Ali Bengezi travaillait comme caissier dans une banque de Benghazi, la grande ville dans l'est de la Libye. Un jour de 1989, il a servi un client qui voulait retirer de l'argent d'un compte désespérément vide. Le client était furieux. Ali Bengezi s'est emporté. Et il a lancé une phrase qui allait lui coûter la vie. Une phrase qui disait, en gros: «Ce n'est pas ma faute si vous n'avez pas d'argent, mais celle de notre leader.»

Ce ne sont pas des choses à dire au pays de Mouammar Kadhafi. Ali Bengezi a été arrêté quelques heures plus tard. Il a atterri à Abou Selim, une prison sinistre où végétaient des centaines d'autres «contre-révolutionnaires».

Le 28 juin 1996, en fin d'après-midi, des détenus d'Abou Selim se sont échappés de leurs cellules pour protester contre leur isolement et leurs conditions de vie pénibles. Au cours de la boucherie qui a suivi, les forces de sécurité ont abattu environ 1200 prisonniers. Ali Bengezi figurait parmi les victimes.

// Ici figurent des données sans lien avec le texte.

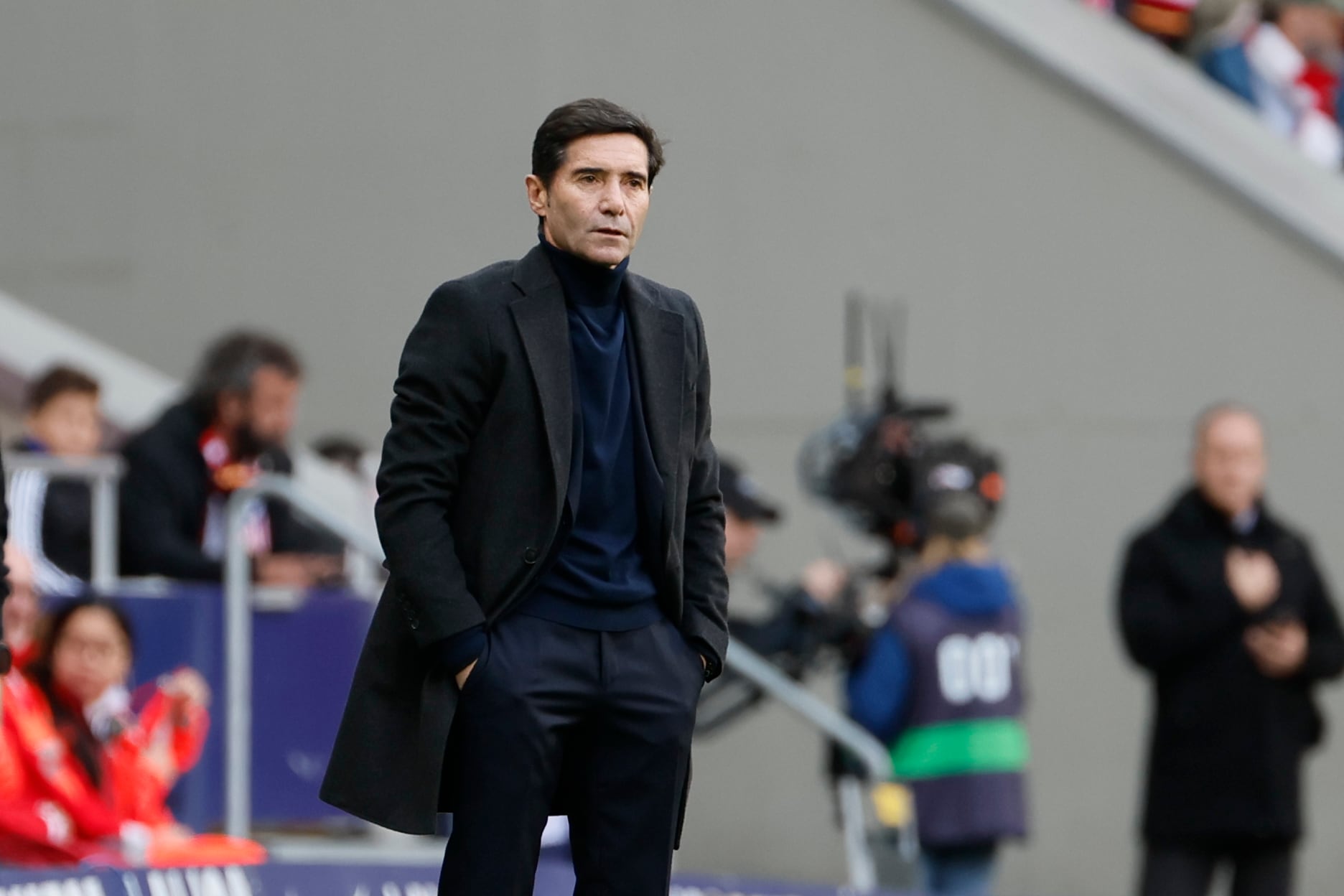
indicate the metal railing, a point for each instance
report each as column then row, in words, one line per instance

Sa famille mettra des années avant de connaître les circonstances de sa mort. Son frère Omar a émigré au Canada un an avant le massacre. «Nous n'avions aucune nouvelle de mon frère. Ce n'est qu'en 2002 que nous avons appris qu'il avait été tué», dit Omar Bengezi, joint hier dans un hôpital de Hamilton, où il pratique la chirurgie plastique.

Le massacre des prisonniers d'Abou Selim n'est pas étranger à la révolte qui a embrasé la Libye il y a une semaine. C'est que, pendant des années, les dirigeants libyens ont carrément nié que ce meurtre de masse ait eu lieu. En 2008, le fils du colonel Kadhafi, Saïf al-Islam, a fini par affirmer que le massacre avait fait l'objet d'une enquête et que les coupables seraient poursuivis.

Mais les proches des victimes attendent toujours les résultats de l'enquête. Les procès, n'en parlons même pas. En attendant, les familles ont commencé à s'organiser. Dans ce pays où toute action collective indépendante est interdite, elles ont créé un réseau qui a permis à certaines d'entre elles d'obtenir une compensation financière - mais qui a laissé la majorité largement insatisfaite. Car les familles des victimes cherchaient plus que de l'argent. Elles voulaient connaître la vérité sur la mort de leurs proches. Connaître, par exemple, le lieu où les corps ont été enterrés. Et elles se sont associées à un avocat qui était prêt à prendre le risque de les représenter auprès du régime.

Cet avocat, Fathi Terbil, a été arrêté le 15 février. Apprenant la nouvelle, des proches des victimes d'Abou Selim se sont rassemblés devant le quartier général de la police, à Benghazi. La manifestation a grossi. Il y avait des dizaines de personnes. Puis des centaines. L'avocat a été libéré. Mais la foule est restée. Maintenant, elle réclame la fin du régime.

L'arrestation de Fathi Terbil n'a été que la goutte qui a fait déborder un vase très, très plein, insiste Omar Bengezi. «Ça fait 42 ans que les Libyens n'ont plus le droit de parler. La Libye est l'un des pays les plus riches du monde, mais la majorité de la population vit dans la misère.»

Comme ailleurs, il y a le contexte général d'une dictature étouffante, corrompue et meurtrière. Et l'élément déclencheur qui a conduit à l'explosion.